I have a Tefal Jamie Oliver non-stick pan:



That one has been going strong for about four years now, and is not showing any signs of wearing out, despite almost daily use. It's heavy, retains heat well, and was expensive (about USD 180).

The other one is an Ikea 365+ non-stick pan (smaller size):


It's light, so won't distribute heat as well. It doesn't matter for me though because, on a ceramic hob, I get even heat delivery automatically. On a gas hob, that pan would probably get hot spots. The pan is a little over a year old now, and also shows no signs of wear. And it cost all of USD 20.

In terms of performance, both pans work equally well; neither has any issues with sticking. The Jamie Oliver one has higher heat capacity, yes. But it makes me wonder whether that was worth paying five to seven times as much for it as for the Ikea one…


----------



## ptolemy (Sep 1, 2019)

I have tried dozens of non-stick pans.. from berndes 4mm cast aluminum to debuyer 5mm to t-fal $20 ones. In the end, I think they are all similar enough as long as it's non-stick stuff, not the ceramic.

Why are they similar enough? It's because I am not talking about ceramic or anodized, but strictly the teflon non-stick. Are there better made pans? Yes, or better at heat retaining? Yes, but in the end, $80-200 is not worth it imo, than 4 of the brand new 12" t-fal ones, which you can replace every 2 years and same investment will last you 8+ years. Obviously ,if you get all-clad, it comes with a lifetime warranty, you can always replace it for me, sure... but it's a hassle and take s3-4 weeks to get it back.

Are thee exceptions? Yes, some brands have a specific pan or pot that you want non-stop but can't get it that size/shape from others... then obv, cost is worth it. I recently picked up non-stil 7.5qt macy's wok for $15. Not because I will ever stir fry in that useless piece of crap, but for my specific use, it's perfect. I use it for 2 main jobs: boil dumplings and cook pasta or rice. I then drain in and put it back in same pan. It's very think and non-stick and with 1 table spoon of oil it makes nice browned rice or pasta. I put my cold sauce on top, put lid and 5-10 min later, I have fully cook meal in 1 pot that's easy to clean.

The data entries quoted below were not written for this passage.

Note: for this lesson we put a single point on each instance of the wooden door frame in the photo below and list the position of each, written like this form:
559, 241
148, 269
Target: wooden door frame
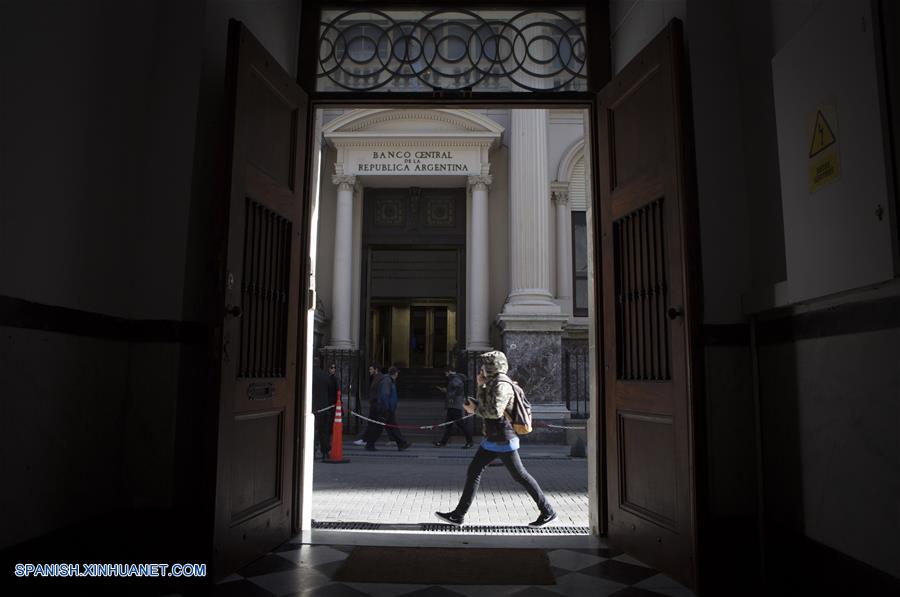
599, 74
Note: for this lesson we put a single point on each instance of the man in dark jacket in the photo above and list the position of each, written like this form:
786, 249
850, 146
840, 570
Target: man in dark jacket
385, 409
322, 398
375, 375
456, 397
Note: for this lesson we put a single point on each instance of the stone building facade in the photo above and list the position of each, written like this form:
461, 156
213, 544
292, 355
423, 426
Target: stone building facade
446, 233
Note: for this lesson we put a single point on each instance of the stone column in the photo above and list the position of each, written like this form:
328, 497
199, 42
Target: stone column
341, 299
479, 283
560, 196
529, 233
532, 321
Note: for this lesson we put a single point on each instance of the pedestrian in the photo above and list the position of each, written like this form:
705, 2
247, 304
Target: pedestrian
495, 392
456, 398
375, 375
386, 412
323, 398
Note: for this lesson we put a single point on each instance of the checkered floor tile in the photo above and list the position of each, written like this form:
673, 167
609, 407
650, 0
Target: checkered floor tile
300, 570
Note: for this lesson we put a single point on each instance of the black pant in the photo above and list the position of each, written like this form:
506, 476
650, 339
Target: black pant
453, 414
514, 465
373, 431
324, 421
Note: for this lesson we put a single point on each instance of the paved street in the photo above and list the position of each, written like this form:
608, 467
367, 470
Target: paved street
392, 487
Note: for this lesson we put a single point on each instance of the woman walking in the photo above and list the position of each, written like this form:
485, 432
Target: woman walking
500, 441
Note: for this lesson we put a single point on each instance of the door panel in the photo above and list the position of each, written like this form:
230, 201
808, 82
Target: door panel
648, 229
260, 308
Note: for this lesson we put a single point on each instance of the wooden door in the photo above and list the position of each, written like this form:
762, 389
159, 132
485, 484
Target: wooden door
261, 306
648, 238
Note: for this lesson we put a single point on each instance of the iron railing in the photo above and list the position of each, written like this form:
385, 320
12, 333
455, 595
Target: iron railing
576, 375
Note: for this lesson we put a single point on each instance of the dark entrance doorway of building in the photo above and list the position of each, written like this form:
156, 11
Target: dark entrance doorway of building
643, 102
414, 248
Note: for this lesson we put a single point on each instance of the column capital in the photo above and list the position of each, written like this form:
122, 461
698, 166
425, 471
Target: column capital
559, 192
480, 182
344, 182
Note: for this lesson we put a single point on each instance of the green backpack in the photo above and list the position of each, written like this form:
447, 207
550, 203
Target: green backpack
518, 411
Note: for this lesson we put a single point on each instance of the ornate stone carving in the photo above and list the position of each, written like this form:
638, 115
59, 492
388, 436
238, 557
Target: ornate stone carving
389, 212
344, 182
481, 182
440, 213
559, 192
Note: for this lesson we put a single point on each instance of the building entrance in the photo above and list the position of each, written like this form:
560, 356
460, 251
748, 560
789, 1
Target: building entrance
413, 335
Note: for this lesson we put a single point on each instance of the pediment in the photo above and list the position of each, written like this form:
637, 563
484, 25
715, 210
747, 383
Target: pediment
406, 122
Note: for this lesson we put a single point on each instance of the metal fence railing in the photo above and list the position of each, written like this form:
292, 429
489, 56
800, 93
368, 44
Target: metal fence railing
576, 389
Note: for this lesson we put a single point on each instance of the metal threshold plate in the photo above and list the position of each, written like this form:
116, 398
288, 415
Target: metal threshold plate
446, 528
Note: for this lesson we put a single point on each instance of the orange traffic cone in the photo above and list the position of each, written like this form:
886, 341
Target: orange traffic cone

I have 4 cast iron pans and few carbon steel and several SS. All are good and have place in the kitchen for a different job. But, if my friends or family cooks, I hand them the cheapest nonstick, unless I KNOW that person knows what they are doing..


----------



## tomsch (Dec 26, 2019)

Just a quick update on my 12" Hexclad. It has seen quite a bit of used that has included use of a metal spatula, put in the oven for brazing, many eggs, and it is handing in there. No marks at all and it is actually more non-stick than when new and remains very easy to clean up. Fried eggs take just a gentle nudge and they slide around the pan. Overall I'm pretty impressed and it has put my Calphalon non-sticks at the bottom of the cabinet. These days I do tend to use my vintage Griswolds or beater stainless more but when I'm doing non-stick the Hexclad is my go to.


----------